When the F1 plants self-pollinated and produced offspring, there were plants with round yellow seeds and plants with wrinkled green seeds. Mendel also found plants producing two other seed types, round green and wrinkled yellow.  

Mendel found out that the ratio of phenotypes of the F2 generation was—9 round yellow, 3 round green, 3 wrinkled yellow, 1 wrinkled green. 

Law of independent assortment: 

With the observations of the dihybrid cross, Mendel stated the law of independent assortment, the third law of inheritance. This law states that genes for different traits are inherited independently of each other.  In a dihybrid cross, we can see that the alleles R and r separate from each other in the F1 generation. This explains the law of segregation. The R and r alleles will also separate from the Y and y alleles. That is the law of independent assortment at work. If the alleles for seed shape and color were inherited together, only two kinds of seeds would have been produced. Instead, four different kinds of seeds were produced. 


  • Heredity is defined as the transfer of characters from parents to offspring. These characters can be our skin color, height, eye color, etc.
  • These characters are also known as traits, and the study of heredity is called genetics. As a result of this inheritance, similarities and differences exist between different individuals.
  • Our DNA comprises of genes that are present on the chromosomes that are present in the nucleus of our cells.
  • Gregor Johan Mendel discovered the basic principles of genetics and is popularly known as ‘The Father of Genetics.’
  • He performed his experiments on garden pea (Pisum sativum).

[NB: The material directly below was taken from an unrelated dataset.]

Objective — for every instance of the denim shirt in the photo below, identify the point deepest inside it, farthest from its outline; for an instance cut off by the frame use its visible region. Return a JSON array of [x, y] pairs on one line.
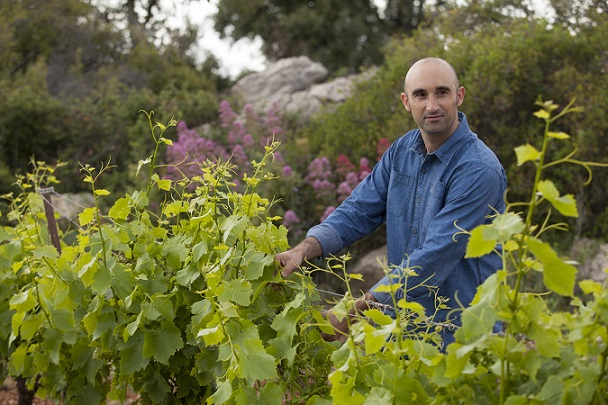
[[424, 199]]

He studied seven different contrasting traits of the pea plant. He used the pea plant because it was an annual plant and easy to maintain.

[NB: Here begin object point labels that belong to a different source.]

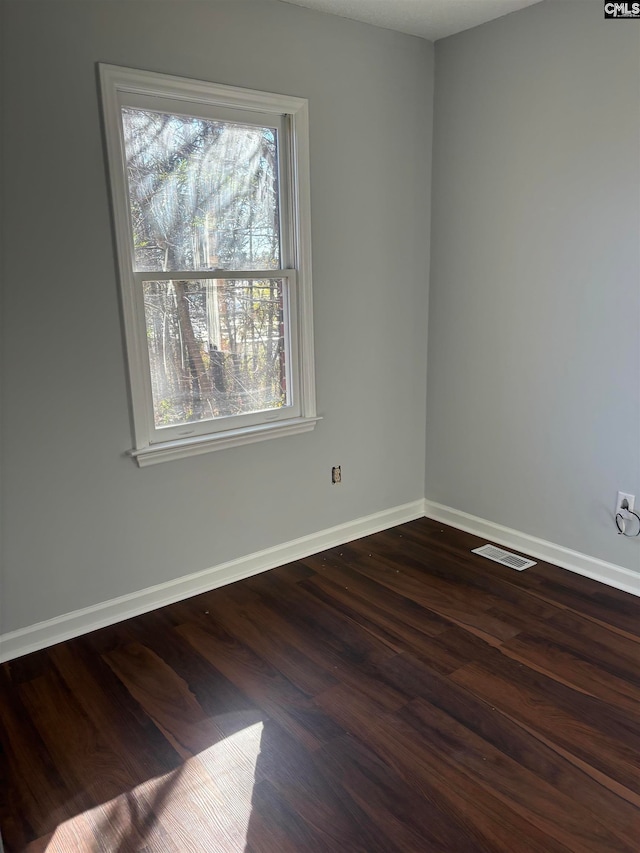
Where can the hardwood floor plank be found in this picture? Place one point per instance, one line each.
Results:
(489, 821)
(521, 744)
(556, 814)
(614, 758)
(394, 694)
(247, 624)
(394, 806)
(270, 691)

  • He performed his experiments by cross-pollinating true-breeding plants.
  • Mendel performed the monohybrid cross by taking only a single pair of contrasting characters (tall x dwarf). From the results of this experiment, he gave the first two laws of inheritance.
  • The first law, i.e., the law of dominance, states that an organism with two different allele of a gene will express the allele that is dominant.

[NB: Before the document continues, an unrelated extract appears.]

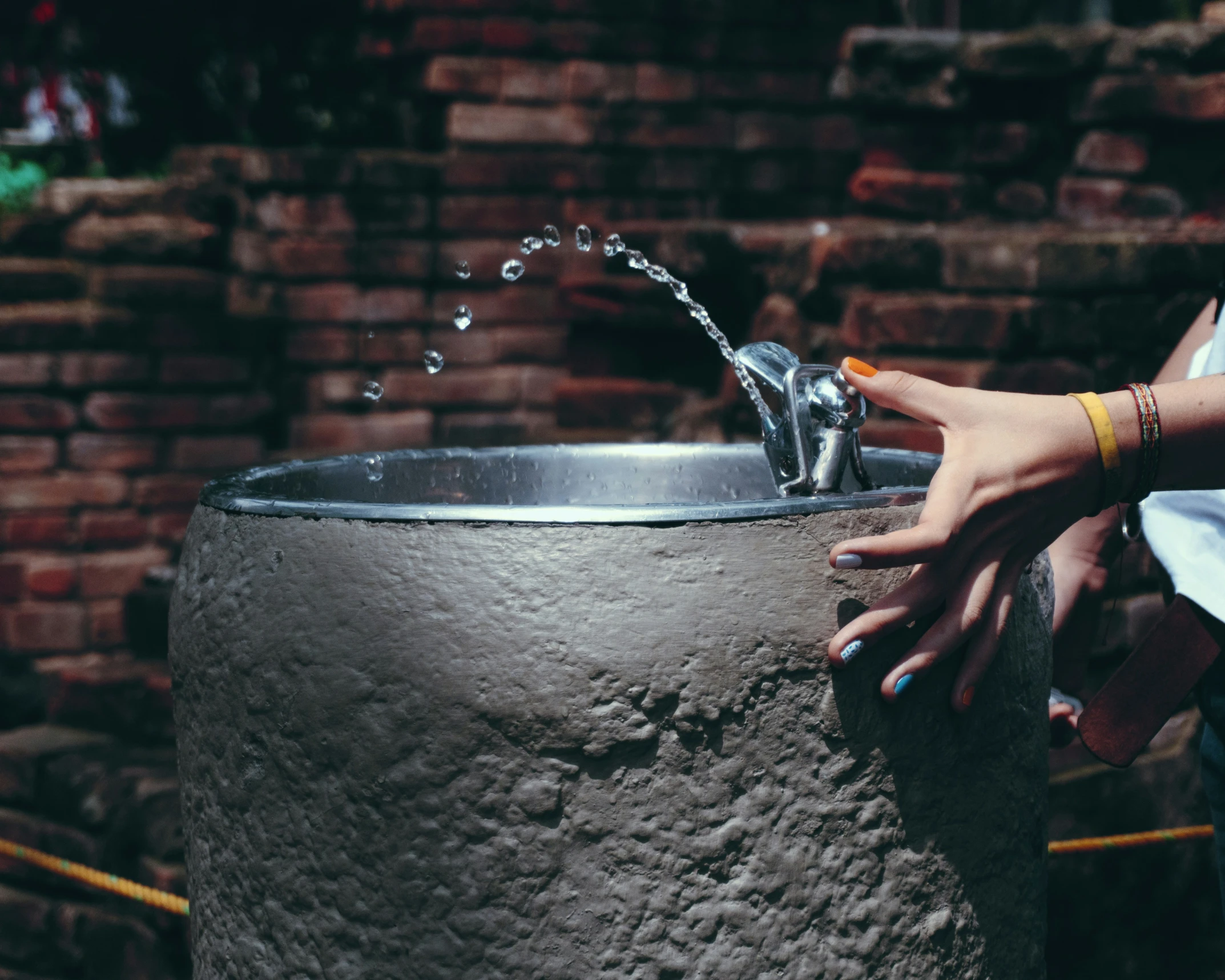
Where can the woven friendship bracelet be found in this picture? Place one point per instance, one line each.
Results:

  • The second law, i.e., the law of segregation, states that alleles are separated so that each gamete carries only a single allele for each gene.
  • Phenotype is the external appearance and behavior of an organism, whereas genotype is the genetic makeup.
  • An organism is said to be homozygous for a trait when it has identical alleles for the same trait (both recessive or both dominant). Example TT or tt.
  • Organisms are said to be heterozygous for a trait when they have two different alleles for one trait. Example Tt.
  • A dihybrid cross involves a cross with two different traits. Mendel performed the dihybrid cross because he wanted to know if the two traits were inherited together or independently.
  • He later discovered that segregation of alleles for one gene occurs independently of another gene. This is the law of independent assortment.